WASHINGTON, D.C. – U.S. Senator Gary Peters (D-MI) today joined his colleagues in introducing a pair of bills to increase accountability for big oil companies responsible for disastrous spills, improve the federal government's ability to help areas affected by an oil disaster, and eliminate bailouts for the multi-billion-dollar oil and gas industry.

“Michiganders know the devastating impacts of an oil spill far too well, following the disastrous pipeline rupture that spilled into the Kalamazoo River,” said Senator Peters. “This legislation will hold big oil companies financially accountable for their actions – and their accidents – in order to ensure the health and safety of our people and our environment.”

The Big Oil Bailout Prevention Legislation Package is consists of the following separate bills:


  • Big Oil Bailout Prevention Unlimited Liability Act of 2016 – eliminates the $134 million liability cap for economic damages caused by an offshore oil spill


  • Big Oil Bailout Prevention Trust Fund Act of 2016 – eliminates the $1 billion per-incident cap on claims against the Oil Spill Liability Trust Fund (OSLTF), along with the $500 million cap on OSLTF monies used for natural resource damages


Federal law currently protects oil companies by capping their offshore oil spill liability for economic damages at $134 million—an amount that pales in comparison to the more than $90 billion in profits the five largest oil companies enjoyed in 2014, and is easily surpassed by an oil spill as shown by the 2010 Deepwater Horizon disaster. 

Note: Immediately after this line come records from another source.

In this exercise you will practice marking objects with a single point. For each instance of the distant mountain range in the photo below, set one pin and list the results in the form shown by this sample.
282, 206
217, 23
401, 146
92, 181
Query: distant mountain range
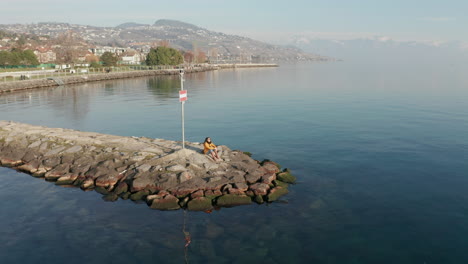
179, 34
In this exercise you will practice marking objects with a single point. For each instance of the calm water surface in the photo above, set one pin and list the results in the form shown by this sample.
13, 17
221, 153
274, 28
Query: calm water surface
380, 151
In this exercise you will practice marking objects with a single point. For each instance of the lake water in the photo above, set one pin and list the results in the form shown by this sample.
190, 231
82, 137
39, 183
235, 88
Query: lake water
380, 152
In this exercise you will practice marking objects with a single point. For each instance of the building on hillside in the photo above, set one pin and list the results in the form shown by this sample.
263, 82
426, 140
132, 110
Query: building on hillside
45, 55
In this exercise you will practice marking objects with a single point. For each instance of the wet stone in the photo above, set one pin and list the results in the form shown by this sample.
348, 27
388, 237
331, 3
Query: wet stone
159, 171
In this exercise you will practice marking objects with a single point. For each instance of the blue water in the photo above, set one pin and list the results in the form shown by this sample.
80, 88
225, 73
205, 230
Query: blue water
380, 152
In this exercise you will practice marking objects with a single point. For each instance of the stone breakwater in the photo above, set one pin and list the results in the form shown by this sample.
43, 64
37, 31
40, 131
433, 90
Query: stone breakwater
157, 171
65, 80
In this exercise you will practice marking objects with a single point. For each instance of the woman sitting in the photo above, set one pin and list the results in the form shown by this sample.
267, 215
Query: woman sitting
210, 148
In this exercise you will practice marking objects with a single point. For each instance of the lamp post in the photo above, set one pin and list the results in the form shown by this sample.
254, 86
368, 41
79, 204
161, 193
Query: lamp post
181, 74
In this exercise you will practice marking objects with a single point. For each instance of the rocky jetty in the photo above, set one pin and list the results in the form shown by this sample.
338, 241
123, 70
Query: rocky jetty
157, 171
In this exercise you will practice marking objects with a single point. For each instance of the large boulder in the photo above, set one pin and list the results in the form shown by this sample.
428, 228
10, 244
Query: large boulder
233, 200
199, 204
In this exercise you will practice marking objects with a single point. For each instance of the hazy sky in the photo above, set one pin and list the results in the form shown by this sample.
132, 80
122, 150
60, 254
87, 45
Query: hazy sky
424, 20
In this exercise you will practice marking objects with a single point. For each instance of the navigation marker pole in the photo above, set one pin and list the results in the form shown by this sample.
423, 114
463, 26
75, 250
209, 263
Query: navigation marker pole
182, 99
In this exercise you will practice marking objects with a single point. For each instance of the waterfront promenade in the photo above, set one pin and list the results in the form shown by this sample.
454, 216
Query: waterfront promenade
158, 171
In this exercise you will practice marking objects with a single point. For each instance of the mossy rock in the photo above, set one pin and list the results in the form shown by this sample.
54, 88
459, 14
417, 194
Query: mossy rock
139, 195
280, 183
111, 197
286, 176
259, 199
166, 204
276, 193
233, 200
269, 161
199, 204
78, 182
101, 190
183, 202
125, 195
247, 153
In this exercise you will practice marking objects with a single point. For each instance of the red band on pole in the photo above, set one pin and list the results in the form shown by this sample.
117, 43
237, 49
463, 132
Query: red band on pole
183, 96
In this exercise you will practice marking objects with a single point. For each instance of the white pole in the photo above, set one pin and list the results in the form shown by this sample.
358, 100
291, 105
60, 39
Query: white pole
182, 107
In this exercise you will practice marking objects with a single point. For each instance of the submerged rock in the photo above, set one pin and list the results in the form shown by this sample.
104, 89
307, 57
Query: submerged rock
233, 200
199, 204
169, 202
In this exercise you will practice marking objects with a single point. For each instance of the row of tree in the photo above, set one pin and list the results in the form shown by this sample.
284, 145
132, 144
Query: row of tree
157, 56
161, 55
18, 57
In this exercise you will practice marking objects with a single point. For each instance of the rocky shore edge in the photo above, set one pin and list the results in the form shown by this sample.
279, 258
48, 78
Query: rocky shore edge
6, 87
156, 171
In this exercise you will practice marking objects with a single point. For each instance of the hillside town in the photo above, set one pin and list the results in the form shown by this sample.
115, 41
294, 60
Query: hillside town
63, 43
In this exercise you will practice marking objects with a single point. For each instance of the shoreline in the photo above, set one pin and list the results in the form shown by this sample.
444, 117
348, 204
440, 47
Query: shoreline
12, 86
156, 171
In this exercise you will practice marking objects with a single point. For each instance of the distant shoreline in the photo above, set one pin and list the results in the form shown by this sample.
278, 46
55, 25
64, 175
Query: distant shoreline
13, 86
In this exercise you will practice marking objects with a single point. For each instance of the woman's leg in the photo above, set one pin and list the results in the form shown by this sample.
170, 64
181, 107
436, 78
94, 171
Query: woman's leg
213, 155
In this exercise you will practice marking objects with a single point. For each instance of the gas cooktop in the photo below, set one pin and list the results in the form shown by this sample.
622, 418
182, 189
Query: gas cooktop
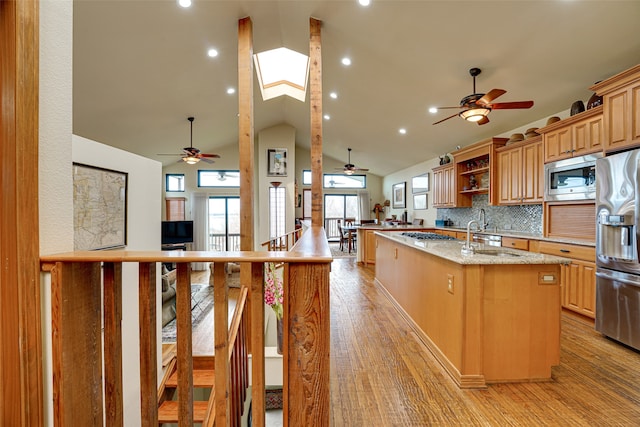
427, 236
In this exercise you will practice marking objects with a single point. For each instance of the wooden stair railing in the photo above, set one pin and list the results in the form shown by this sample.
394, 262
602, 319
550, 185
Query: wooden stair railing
86, 293
204, 376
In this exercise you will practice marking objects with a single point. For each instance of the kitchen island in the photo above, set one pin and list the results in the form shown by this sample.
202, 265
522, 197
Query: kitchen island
487, 317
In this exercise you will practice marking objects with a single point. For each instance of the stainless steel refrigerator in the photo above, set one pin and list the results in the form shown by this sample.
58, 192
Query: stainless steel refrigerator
618, 269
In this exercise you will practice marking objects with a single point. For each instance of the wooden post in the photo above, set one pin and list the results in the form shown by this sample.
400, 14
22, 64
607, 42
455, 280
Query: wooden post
21, 373
184, 347
315, 98
221, 340
76, 344
306, 345
148, 344
112, 297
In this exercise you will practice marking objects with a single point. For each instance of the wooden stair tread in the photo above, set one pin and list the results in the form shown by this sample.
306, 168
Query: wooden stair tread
168, 411
202, 378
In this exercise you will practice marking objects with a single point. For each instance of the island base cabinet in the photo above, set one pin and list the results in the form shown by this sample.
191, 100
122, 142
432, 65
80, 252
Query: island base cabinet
484, 323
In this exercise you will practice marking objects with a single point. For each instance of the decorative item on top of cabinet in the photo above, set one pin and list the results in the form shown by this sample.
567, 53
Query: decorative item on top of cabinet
476, 170
621, 115
521, 172
577, 135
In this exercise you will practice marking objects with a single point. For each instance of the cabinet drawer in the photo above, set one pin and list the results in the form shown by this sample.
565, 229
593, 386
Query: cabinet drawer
512, 242
585, 253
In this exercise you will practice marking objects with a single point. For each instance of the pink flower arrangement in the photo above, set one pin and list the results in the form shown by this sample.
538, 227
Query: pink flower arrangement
273, 292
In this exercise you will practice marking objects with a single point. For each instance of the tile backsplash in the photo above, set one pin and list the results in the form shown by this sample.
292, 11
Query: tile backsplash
523, 218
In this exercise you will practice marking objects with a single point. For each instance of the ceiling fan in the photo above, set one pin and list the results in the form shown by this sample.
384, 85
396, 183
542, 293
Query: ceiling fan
192, 155
349, 168
477, 106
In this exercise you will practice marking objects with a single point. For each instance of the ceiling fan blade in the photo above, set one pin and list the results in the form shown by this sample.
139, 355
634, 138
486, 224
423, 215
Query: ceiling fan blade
490, 96
483, 120
511, 105
450, 117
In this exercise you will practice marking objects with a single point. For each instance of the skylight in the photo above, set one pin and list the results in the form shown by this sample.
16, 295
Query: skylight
282, 72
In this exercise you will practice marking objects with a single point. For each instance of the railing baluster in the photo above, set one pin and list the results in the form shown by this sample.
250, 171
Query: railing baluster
112, 303
221, 341
185, 355
148, 344
257, 344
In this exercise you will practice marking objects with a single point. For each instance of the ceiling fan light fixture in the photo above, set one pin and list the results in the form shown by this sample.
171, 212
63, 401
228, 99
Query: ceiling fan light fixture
475, 114
190, 160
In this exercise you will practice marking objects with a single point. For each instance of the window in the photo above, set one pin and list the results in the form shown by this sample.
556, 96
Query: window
306, 177
345, 181
276, 211
174, 182
219, 178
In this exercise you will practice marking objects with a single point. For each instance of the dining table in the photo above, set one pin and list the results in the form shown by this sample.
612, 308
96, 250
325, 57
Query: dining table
352, 230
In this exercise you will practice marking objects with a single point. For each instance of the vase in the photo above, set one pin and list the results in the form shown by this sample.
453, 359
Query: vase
279, 323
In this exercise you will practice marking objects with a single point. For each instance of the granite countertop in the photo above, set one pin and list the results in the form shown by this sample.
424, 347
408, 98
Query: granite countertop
451, 251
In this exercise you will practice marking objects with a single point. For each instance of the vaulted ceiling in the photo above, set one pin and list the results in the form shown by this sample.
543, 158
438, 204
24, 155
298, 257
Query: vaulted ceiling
141, 68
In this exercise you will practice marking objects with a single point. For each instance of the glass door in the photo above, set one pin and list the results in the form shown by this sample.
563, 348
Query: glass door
338, 207
224, 223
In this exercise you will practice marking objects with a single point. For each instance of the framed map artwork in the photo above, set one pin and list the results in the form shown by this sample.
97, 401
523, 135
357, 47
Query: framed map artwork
99, 208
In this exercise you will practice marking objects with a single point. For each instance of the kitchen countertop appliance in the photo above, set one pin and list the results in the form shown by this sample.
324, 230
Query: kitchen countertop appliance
618, 269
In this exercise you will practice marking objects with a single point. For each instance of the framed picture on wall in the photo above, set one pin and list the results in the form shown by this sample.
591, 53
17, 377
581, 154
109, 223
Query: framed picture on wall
399, 195
99, 208
277, 162
420, 183
420, 201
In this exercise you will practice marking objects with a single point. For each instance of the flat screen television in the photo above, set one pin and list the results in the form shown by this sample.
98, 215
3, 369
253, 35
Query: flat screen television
176, 232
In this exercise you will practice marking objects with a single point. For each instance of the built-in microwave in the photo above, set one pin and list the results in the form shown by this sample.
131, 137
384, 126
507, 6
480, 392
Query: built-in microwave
571, 179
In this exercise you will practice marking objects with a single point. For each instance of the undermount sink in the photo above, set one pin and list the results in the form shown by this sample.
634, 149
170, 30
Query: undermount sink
495, 252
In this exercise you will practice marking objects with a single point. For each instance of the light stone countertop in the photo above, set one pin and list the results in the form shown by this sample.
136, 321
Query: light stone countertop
451, 251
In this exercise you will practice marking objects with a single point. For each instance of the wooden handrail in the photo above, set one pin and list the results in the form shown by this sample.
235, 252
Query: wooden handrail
284, 242
77, 341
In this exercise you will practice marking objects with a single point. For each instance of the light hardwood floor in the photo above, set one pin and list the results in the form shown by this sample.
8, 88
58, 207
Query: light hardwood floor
382, 375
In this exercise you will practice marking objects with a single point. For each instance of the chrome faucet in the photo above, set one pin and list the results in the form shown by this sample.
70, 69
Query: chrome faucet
467, 249
482, 220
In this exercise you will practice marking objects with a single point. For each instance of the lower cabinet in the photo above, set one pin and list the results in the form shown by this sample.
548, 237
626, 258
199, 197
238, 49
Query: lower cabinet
578, 278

That cap means an oil company responsible for an offshore spill does not have to pay more than $134 million for economic damages, such as lost business revenues from fishing or tourism or lost tax revenues of state and local governments, unless, as in the case of BP and the Deepwater Horizon spill, the oil company was found to be grossly negligent or to violate federal law.  Current law requires an oil company responsible for a spill to pay for all costs—without limit—related to mitigating or cleaning up the spill including the use of booms, cleaning up spills, rehabilitating wildlife, and skimming for oil, but arbitrarily imposes the $134 million cap on economic damages.


In the event that damage claims from a spill exceed the amount in the Oil Spill Liability Trust Fund, the legislation allows the U.S. Treasury to temporarily refill the fund and be repaid with interest once it is replenished.  The Oil Spill Liability Trust Fund was established to provide quick relief for victims of an oil spill, to provide immediate funds to respond to a spill and help pay for damages after a company hits its $134 million liability cap, or if the culprit cannot be found or has gone bankrupt. It is funded by an 8 cent tax for every barrel of oil produced or imported into the United States.  However, there is a $1 billion per incident cap, which be eliminated under this legislation, on payouts from the fund. 


Senator Peters introduced the legislation with Senator Bob Menendez (D-N.J.), Sens. Edward J. Markey (D-Mass.), Jack Reed (D-R.I.), Richard Durbin (D-Ill.), Barbara Mikulski (D-Md.), Al Franken (D-Minn.), Jeff Merkley (D-Ore.), Sheldon Whitehouse (D-R.I.), Bill Nelson (D-Fla.), and Cory Booker (D-N.J.).


In the Senate, Peters has worked to protect Michigan from devastating oil spills. In May, Peters sent a letter to Department of Transportation (DOT) Secretary Anthony Foxx urging DOT to hold pipelines that cross the Great Lakes to the same standards as other offshore pipelines given the potential for significant economic and ecological harm from an oil spill in the Great Lakes. Pipelines crossing the Great Lakes, including Enbridge’s Line 5 under the Straits of Mackinac, are currently regulated as onshore pipelines, which are held to less stringent regulatory standards than offshore pipelines. Regulating Great Lakes pipelines as onshore facilities raises concerns that current requirements are not adequate to prevent, respond to, or pay for an oil spill.